Coraline se souvint des centaines d’années évoquées par Maylis, et n’insista pas sur ce point. Elle se fit expliquer le régime des êtres marins, mais Nessie remarqua, au bout d’un moment, qu’elle dodelinait de la tête.
- Que vous arrive-t-il, vous avez sommeil ?
- Ça doit être ça… Où puis-je dormir ?
- Eh bien, au fond du lac. Je vous déconseille de dormir sur la plage, même ici il y a des lève-tôt. Et ma devise est : « Pour vivre heureux, vivons cachés »…
- Vous avez raison, reconnut Coraline. Ma première nuit en tant que sirène…
Nessie essaya de sourire. Il ne demandait pas mieux que de l’aider, mais il ne savait pas où dormaient les sirènes, Maylis étant basée à Capbreton. Régis arriva à temps pour le tirer d’embarras. De plus en plus, Coraline baillait de grosses bulles.
- Je m’en doutais, dit-il. Venez avec moi, Coraline, vers le fond du lac, les algues sont nombreuses, vous y serez bien.
- Oh, merci.
Et Coraline s’endormit au milieu d’un entrelacs d’algues qui s’avéra très confortable.
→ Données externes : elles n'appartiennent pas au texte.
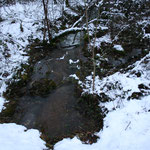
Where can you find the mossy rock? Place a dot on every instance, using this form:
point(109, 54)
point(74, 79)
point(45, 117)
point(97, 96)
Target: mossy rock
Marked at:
point(42, 87)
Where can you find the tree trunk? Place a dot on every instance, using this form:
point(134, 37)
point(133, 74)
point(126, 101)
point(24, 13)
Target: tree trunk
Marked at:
point(45, 5)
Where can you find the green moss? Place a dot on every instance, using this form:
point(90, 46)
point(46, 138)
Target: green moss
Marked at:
point(42, 87)
point(86, 39)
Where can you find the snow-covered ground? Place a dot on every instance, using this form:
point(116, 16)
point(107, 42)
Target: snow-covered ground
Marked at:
point(126, 126)
point(17, 137)
point(13, 44)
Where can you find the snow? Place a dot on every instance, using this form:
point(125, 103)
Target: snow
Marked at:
point(13, 44)
point(118, 48)
point(106, 38)
point(124, 129)
point(127, 125)
point(73, 62)
point(17, 137)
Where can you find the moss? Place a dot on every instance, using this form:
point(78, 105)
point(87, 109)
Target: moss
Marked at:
point(85, 38)
point(11, 107)
point(42, 87)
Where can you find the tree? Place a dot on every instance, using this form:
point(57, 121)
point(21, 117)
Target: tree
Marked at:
point(92, 47)
point(46, 20)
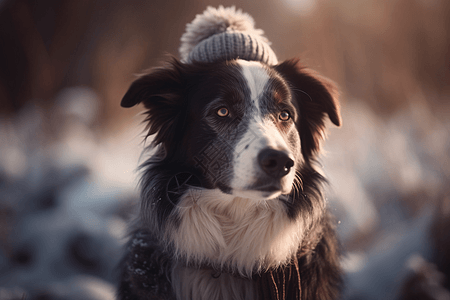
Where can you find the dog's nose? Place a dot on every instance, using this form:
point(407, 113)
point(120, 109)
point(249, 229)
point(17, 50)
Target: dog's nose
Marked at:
point(274, 162)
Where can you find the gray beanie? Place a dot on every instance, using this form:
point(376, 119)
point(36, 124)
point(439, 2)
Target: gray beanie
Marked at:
point(224, 34)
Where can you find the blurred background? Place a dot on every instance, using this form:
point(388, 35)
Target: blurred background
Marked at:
point(68, 151)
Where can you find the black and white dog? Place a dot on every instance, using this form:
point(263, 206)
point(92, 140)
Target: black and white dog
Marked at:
point(232, 205)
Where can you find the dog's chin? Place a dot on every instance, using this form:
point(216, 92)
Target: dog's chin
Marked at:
point(261, 193)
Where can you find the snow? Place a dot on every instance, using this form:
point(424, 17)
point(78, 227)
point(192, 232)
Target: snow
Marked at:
point(66, 197)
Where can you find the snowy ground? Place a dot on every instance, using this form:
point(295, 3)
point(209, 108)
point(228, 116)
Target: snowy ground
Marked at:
point(66, 196)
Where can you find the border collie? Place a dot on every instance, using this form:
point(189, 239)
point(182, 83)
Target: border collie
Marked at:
point(231, 202)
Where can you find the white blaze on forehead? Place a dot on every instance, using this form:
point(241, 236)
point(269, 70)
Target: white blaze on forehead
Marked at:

Quelques heures plus tard, en se réveillant, elle se mit à observer sa queue de poisson, devant se persuader que ce n’était pas un rêve : elle avait bel et bien délaissé le monde des humains ! De ce fait, elle retrouva son esprit de vengeance : elle voulait la mettre à exécution sans tarder. Et elle se souvint de ce qu’avait dit Maylis, c’est-à-dire ne viser que les hommes. De toute façon Coraline n’avait rien de particulier contre les femmes. Alors elle se leva, apparut à la surface du lac. Le jour se levait, elle admira une nouvelle fois le ciel, avec ses petits nuages roses. Et, spontanément, elle se mit à chanter. Elle aperçut quelques coureurs, dont des femmes, qui ne réagirent pas. Déjà avant de devenir sirène, Coraline avait toujours aimé chanter, et les deux hommes furent aussitôt ensorcelés. Ils se mirent à regarder partout, alors que la sirène chantait toujours. L’une des femmes rattrapa son ami à temps, mais l’autre en profita pour sauter dans l’eau.
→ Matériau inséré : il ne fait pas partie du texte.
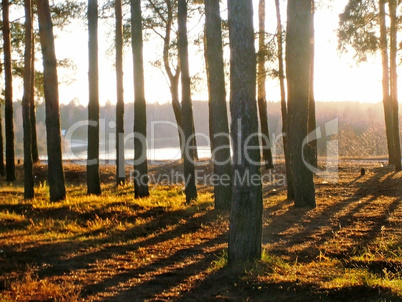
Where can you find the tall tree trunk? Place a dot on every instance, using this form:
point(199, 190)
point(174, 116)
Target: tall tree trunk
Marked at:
point(284, 110)
point(261, 79)
point(312, 124)
point(93, 177)
point(35, 153)
point(10, 156)
point(218, 122)
point(120, 161)
point(53, 135)
point(394, 82)
point(140, 114)
point(245, 229)
point(387, 104)
point(28, 171)
point(298, 74)
point(2, 167)
point(174, 91)
point(173, 76)
point(187, 110)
- Aah ! Mon petit déjeuner arrive ! se dit Coraline, ravie.
De fait, l’homme avait des baskets aux pieds, alors que la marée était montante, et le résultat ne se fit pas attendre. Mais Coraline l’acheva, puis le porta sur les algues du lac, où elle s’en reput.
- Un peu trop sec, quand même, se dit-elle. Il n’a pas assez de gras… Il me faudrait des promeneurs, plutôt que des coureurs…
De toute façon, elle eut tout le temps de digérer ce nouveau mets, qui s’avérait copieux. D’ailleurs, elle s’affala dans les algues, et s’endormit assez vite. Quand le soleil se coucha ce soir-là, Coraline sortit la tête de l’eau pour l’admirer. Elle avait toujours apprécié les couchers de soleil. Et elle allait profiter de ce spectacle toute l’éternité… Cela la rendit songeuse, mais une fois la nuit tombée, elle batifola dans le lac, donnant de grands coups de queue, jouant comme un baleineau, chantant. Mais cette fois, personne ne réagit. Dans les maisons autour du lac, à cette période de l’année, leurs occupants étaient couchés depuis longtemps… Mais peut-être rêvèrent-ils de bains de mer, de sirènes… En tout cas, ce fut ce que Coraline se plut à penser. Puis elle nagea longtemps, jusqu’à atteindre le port de Capbreton, mais elle n’alla pas plus loin, et finit par rebrousser chemin, pour aller se coucher sur les algues du lac.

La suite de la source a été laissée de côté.